I kept speed below 75 MPH, but, the sweeping curved road lent itself to faster speeds should a rider want to push the envelope.

I think back. When have I ridden such a spectacular mountain motorcycle road... one which combined vistas and road conditions at exceptional levels?

Military Highway over the Caucusus from North Ossetia to Georgia? Admittedly great views... but road surface irregular and quite a bit of traffic.

Million Dollar Highway between Silverton, CO and Euray, CO? Vistas a nine compared to Haines Highway 10. Also, more traffic, and lower quality highway surface.
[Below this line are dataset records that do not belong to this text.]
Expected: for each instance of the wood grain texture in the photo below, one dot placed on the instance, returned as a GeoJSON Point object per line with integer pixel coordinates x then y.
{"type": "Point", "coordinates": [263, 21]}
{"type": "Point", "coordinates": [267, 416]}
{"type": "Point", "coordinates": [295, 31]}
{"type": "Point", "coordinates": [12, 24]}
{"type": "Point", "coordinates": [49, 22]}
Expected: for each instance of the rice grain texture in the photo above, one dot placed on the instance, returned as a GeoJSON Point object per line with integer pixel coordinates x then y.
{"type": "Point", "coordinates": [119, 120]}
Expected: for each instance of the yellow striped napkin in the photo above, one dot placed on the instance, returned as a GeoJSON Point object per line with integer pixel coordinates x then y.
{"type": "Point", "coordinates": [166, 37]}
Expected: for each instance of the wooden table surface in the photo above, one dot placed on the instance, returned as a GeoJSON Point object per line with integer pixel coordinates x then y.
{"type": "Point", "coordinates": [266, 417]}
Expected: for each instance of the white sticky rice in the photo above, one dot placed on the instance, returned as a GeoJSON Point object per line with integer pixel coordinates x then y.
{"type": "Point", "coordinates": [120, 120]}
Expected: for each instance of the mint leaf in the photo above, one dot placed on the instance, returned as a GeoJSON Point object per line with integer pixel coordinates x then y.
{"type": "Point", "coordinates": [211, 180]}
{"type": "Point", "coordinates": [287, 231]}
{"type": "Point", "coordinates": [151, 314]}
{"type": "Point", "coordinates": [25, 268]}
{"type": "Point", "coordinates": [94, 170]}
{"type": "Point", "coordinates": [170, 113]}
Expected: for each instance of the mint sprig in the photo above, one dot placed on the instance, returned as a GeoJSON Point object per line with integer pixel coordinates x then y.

Tail of the Dragon between North Carolina and Tennessee? Iconic. But, not even close.

Altiplano highway from Ayacucho to Abancay (Peru)? Nuh Uh.

The Atlas range road from Ouarzozale to Marakkesh (Morocco)? Beautiful, but not like this. Also, the road surface was irregular.

Ride this road to motorcycle riding Nirvana. Trust me.

Above: Moose barbeque at home of Fran and Roger. Haines, AK. 15 June 2016.

Moose, taken by Roger up the river, was terrific. A meal like this has more meaning when you know your host had to put in some work... shooting... hauling... dressing... storing... to render the meal.

The moose was excellent. Moist. Tasty. Ambiance including meeting Galt's old friends was fun.

The scenery (as can be seen in the above image), however, left something to be desired.

Addendum:

Try our back yard! (bear)

Teeth and Energizer Bunny,
Basalt, CO


The hotel looks particularly inviting.